The 2010 legislature is swinging a mighty axe. Colorado’s general fund budget deficit is a serious problem and all sorts of things are potentially on the chopping block. For the past week I’ve been embroiled in the debate over suspending or eliminating various tax credits and exemptions. We did quite a bit of chopping in the past few days and we’ll soon be sharpening the axe blade for further rounds of cuts.
The Senate Finance Committee (of which I am a member) spent about 20 hours last week on Wednesday and Thursday hearing testimony on a package of bills that cut certain tax breaks. Some were cut temporarily, and some cuts were permanent. Of course, the legislature meets every year, so nothing written in state statute is ever really permanent, but some of the cuts we made have short durations of two or three years. Others continue indefinitely.
The debate over this package of budget balancing measures was much more civil in the Senate than was the case when the bills were considered in the House. Still, the debates were intense and the differences between committee members and senators were quite pronounced. Witness testimony was often compelling and made our choices fraught with dread. Complicated issues of tax policy, economic incentives and constitutional law were thoroughly debated and examined. This past week showed me that this job is every bit as difficult as I had imagined it to be, and that I can hold my own during the rough and tumble debates on the Senate floor. It’s been quite an experience.
I voted for the entire package, and there really isn’t a single bill in the package that I can say I like or that I would want to hold up as a shining example of our work in the legislature. None of it was fun, and none of it was easy. In isolation, each of the bills in the package was a cut to industry, consumers or sectors of our economy that didn’t want to take a cut. But the budget axe rarely visits itself upon volunteers. Instead, state legislators must make difficult choices. Among our many constitutional duties is the responsibility to balance the state’s budget.
Included in the package were bills to remove the exemption from sales tax that had been enjoyed by agricultural compounds (fungicides, hormones, bull semen, etc.), candy bars and soda pop (see earlier blog post on this topic), cooperative direct mail advertising (those coupon packs that most people consider junk mail – how they ever got a tax exemption in the first place I don’t understand), certain kinds of computer software, non essential food containers (dubbed the “doggy bag bill”), and energy used in industrial production.
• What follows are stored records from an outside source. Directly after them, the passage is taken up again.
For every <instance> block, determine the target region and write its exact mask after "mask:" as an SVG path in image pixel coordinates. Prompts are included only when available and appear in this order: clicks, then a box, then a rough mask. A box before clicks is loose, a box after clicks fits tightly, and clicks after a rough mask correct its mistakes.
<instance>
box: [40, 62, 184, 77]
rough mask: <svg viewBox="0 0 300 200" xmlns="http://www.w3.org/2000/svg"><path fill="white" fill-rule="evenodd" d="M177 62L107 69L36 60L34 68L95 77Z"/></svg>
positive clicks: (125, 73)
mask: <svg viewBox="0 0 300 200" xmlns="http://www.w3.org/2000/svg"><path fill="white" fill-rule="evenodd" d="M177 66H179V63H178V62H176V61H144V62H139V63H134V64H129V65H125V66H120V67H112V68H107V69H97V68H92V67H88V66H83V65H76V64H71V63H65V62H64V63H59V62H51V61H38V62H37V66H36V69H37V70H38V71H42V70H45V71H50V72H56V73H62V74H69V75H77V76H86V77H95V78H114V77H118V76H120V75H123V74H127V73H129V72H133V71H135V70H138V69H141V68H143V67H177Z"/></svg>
The bills also changed certain corporate income tax deductions and eliminated tax credits on the least efficient alternative fuel vehicles. Still to come are two bills pending in the House that modify tax credits for enterprise zones and conservation easements. The total package is expected to generate between $125 and $140 million in additional revenue in the upcoming fiscal year.
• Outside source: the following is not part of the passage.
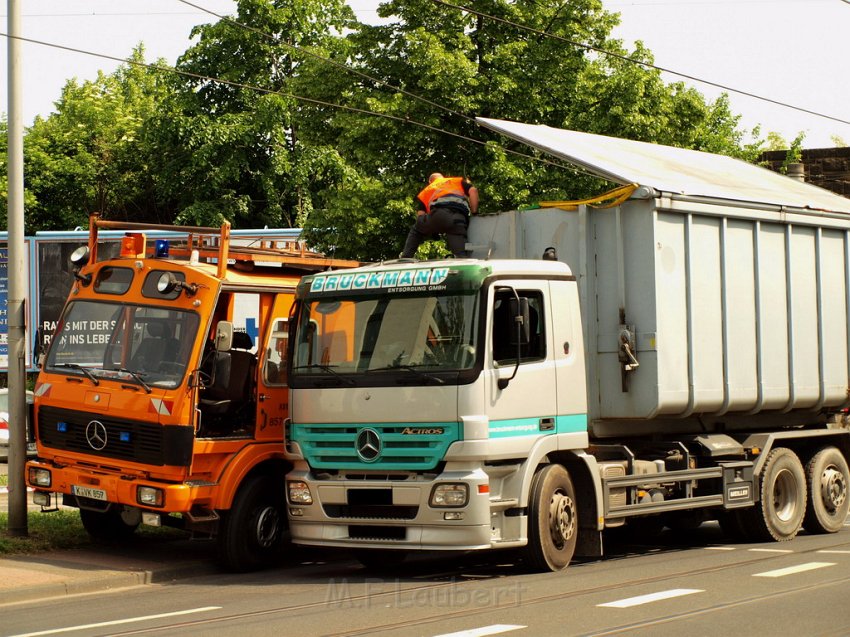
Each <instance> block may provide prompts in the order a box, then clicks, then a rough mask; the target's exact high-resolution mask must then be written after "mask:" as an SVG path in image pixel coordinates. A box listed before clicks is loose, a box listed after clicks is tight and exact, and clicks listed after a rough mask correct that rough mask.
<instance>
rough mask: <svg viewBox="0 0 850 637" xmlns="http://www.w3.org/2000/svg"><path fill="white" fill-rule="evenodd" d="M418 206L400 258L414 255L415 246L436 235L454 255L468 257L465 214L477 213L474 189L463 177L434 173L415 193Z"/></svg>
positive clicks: (409, 257) (476, 191) (403, 258)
My email inbox has been flooded for over a week. We’re working to send responses to everyone who contacted my office about this package of bills. Certain bills, such as the bill on internet sales, generated intense lobbying from opponents. That particular bill, HB 1193, was heavily amended and many of the objectional aspects were removed – taxation of internet sales might be the subject for a separate blog post, or perhaps a treatise. Supporters of the package generally wrote to me about the need to avoid cuts to public education, mental health and services for persons with developmental disabilities.
In the end I voted to cut the exemptions and increase income and sales tax revenue, because for me it was fairly clear what was at stake. Should any one of these bills fail to pass, our budget deficit would grow that much larger. These bills are necessary to plug gaping holes in our budget and offset the cuts to public education that we all know are coming. Services and programs will soon be on the chopping block and the budget axe is being sharpened and readied. This week tax breaks got cut; next month school funding will make its sacrifice as well. It’s a dirty job, but somebody has got to do it.